Ronald Morton | 65 comments Y'all got me all excited for Gerhard Roth, so I went home and read The Autobiography of Albert Einstein. Review is HERE

Glad I bought a bunch more of his stuff yesterday, as this was excellent.


message 93: by S̶e̶a̶n̶ (new)

S̶e̶a̶n̶ (nothingness) | 93 comments Nice! Glad to hear it. That one is probably his most 'experimental' followed by The Will to Sickness. After that he begins migrating toward more straightforward prose.


message 94: by Larou (new)

Larou | 21 comments It feels a bit weird to see Gerhard Roth treated as a buried author here - and I don't think I'm ever going to get used to perfectly well-known authors being considered as buried just because nobody in the US happens to have heard of them. :P

Buried or not, he is well worth reading, links to my reviews if anyone is still on the fence about that:

Der See
Der Berg
Der Strom


message 95: by S̶e̶a̶n̶ (new)

S̶e̶a̶n̶ (nothingness) | 93 comments It's his earliest work that is really considered buried. The BBC also serves to call attention to buried works by writers who have come to be better known for other works. From what I can tell, though, Roth has also not been widely translated, even his works that are more well known to German readers. Of those that have been translated, they've most commonly been translated into English, and most of these by small presses (in both the UK and US) with limited readership.

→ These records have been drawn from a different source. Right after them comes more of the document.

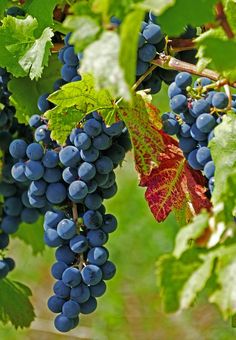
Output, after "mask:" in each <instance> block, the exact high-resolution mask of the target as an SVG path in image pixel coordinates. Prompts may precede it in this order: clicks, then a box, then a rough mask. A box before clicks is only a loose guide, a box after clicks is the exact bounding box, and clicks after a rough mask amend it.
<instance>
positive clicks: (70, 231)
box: [57, 219, 76, 240]
mask: <svg viewBox="0 0 236 340" xmlns="http://www.w3.org/2000/svg"><path fill="white" fill-rule="evenodd" d="M57 233H58V235H59V236H60V237H61V238H62V239H63V240H70V239H71V238H72V237H73V236H74V235H75V234H76V224H75V222H74V221H73V220H69V219H63V220H61V221H60V222H59V223H58V225H57Z"/></svg>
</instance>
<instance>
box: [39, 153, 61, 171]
mask: <svg viewBox="0 0 236 340" xmlns="http://www.w3.org/2000/svg"><path fill="white" fill-rule="evenodd" d="M42 162H43V165H44V166H45V167H47V168H50V169H51V168H55V167H56V166H57V165H58V163H59V156H58V153H57V152H55V151H53V150H47V151H46V153H45V155H44V156H43V159H42Z"/></svg>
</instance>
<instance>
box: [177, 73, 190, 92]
mask: <svg viewBox="0 0 236 340" xmlns="http://www.w3.org/2000/svg"><path fill="white" fill-rule="evenodd" d="M175 83H176V85H177V86H178V87H179V88H181V89H186V87H187V86H190V85H191V84H192V76H191V74H190V73H188V72H180V73H179V74H177V76H176V77H175Z"/></svg>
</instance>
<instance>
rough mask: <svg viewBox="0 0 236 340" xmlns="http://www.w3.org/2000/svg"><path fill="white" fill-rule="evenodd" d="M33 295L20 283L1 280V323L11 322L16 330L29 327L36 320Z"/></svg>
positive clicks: (6, 323) (14, 281) (23, 285)
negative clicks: (33, 305) (33, 302)
mask: <svg viewBox="0 0 236 340" xmlns="http://www.w3.org/2000/svg"><path fill="white" fill-rule="evenodd" d="M31 295H32V293H31V290H30V289H29V288H28V287H27V286H25V285H23V284H22V283H20V282H17V281H11V280H9V279H4V280H0V297H1V303H0V321H2V322H3V323H4V324H7V323H8V322H9V321H10V322H11V323H12V325H13V326H14V327H15V328H18V327H20V328H24V327H29V326H30V324H31V322H32V321H33V320H34V318H35V314H34V309H33V306H32V304H31V302H30V300H29V296H31Z"/></svg>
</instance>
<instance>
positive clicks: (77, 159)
mask: <svg viewBox="0 0 236 340" xmlns="http://www.w3.org/2000/svg"><path fill="white" fill-rule="evenodd" d="M59 159H60V162H61V163H62V164H63V165H64V166H71V167H74V166H76V165H78V163H79V162H80V154H79V151H78V149H77V148H76V147H75V146H72V145H69V146H66V147H65V148H63V149H61V151H60V152H59Z"/></svg>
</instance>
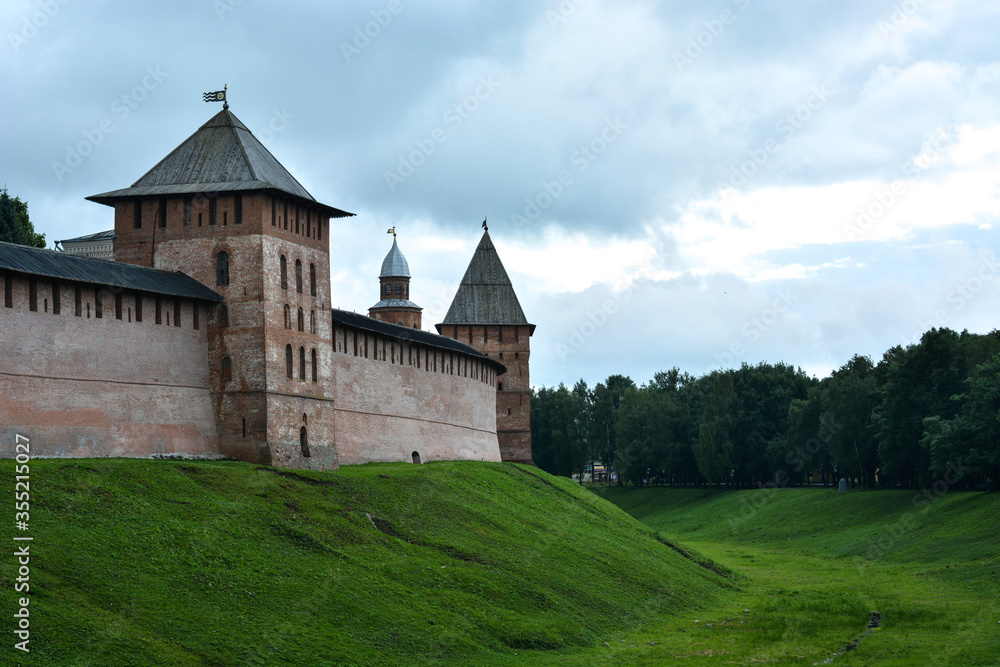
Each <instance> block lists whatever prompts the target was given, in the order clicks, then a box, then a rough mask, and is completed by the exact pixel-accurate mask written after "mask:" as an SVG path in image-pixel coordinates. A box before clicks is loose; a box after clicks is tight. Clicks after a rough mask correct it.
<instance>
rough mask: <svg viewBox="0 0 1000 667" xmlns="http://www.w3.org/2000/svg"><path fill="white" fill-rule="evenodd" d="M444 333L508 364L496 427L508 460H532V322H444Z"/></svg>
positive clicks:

Your reviews are a pleasure to read--thanks for posting them. Most of the Orkus series remains unavailable in English, so it's interesting to see where else Roth has gone with it.


message 96: by Nathan "N.R." (new)

Nathan "N.R." Gaddis (nathannrgaddis) | 986 comments Larou wrote: "perfectly well-known authors being considered as buried just because nobody in the US happens to have heard of them"

Yep. Totally have to recognize our finitude on this question. But our faux=numbers criteria here on gr makes it quite clear just how BURIED (in the USofA) Herr Roth really is. Now if only we could get a larger quotient of German Readers signed up in gr=Land!

btw, may I suggest that some of this G=Roth discussion get copied into his thread too ; especially the links, for reference' sake.


message 97: by Jonathan (new)

Jonathan (nathandjoe) | 139 comments My review of The Bloodworth Orphans is now up. Veil will be read later in the month, and Days is planned for March time...then hope to complete him by summer.

An extraordinary writer, well worth spending time with.


message 98: by Zadignose (last edited Mar 14, 2016 11:06PM) (new)

Zadignose | 157 comments I've probably pushed my review of Inish in front of enough pairs of eyes already, but since this thread is my invitation to be redundant, I'm here!


message 99: by Nate D (last edited Feb 28, 2018 04:42AM) (new)

Nate D (rockhyrax) | 354 comments Apparently I last updated this thread a full 1.5 years ago. Blame the GR re-design for hiding the groups.

Some of these, like Inish, seem like they're widely known already, which is to your collective credit for being so up on it. Other books seem hopelessly obscure, until I log into here and see that thousands already know of them.

Previously unreviewed:
The Hippodrome
Winter Journey
Psychodalek

Buried gems:
A Talisman in the Darkness: Selected Stories of Olga Orozco
Life of a Star
Stories Out of Omarie
Ready to Burst
I Am the Beautiful Stranger
The Death of the Novel and Other Stories
Stolen Stories
Technoculture
Inish
Waiting: Stories
Roman Nights And Other Stories
Go When You See the Green Man Walking

Barely unburied:
Passages
The Automatic Muse: Surrealist Novels
Murder Most Serene
The Park
Not To Mention Camels

Buried, but somewhat dubious:
* * *
Circuit: These Are The Sacred Places, Visions Before Midnight, Death By Toilet
Amour Amour


message 100: by Nathan "N.R." (new)

Nathan "N.R." Gaddis (nathannrgaddis) | 986 comments Nate D wrote: "Apparently I last updated this thread a full 1.5 years ago. Blame the GR re-design for hiding the groups.."

That's some skillful Spadin' there! Thanks for the update.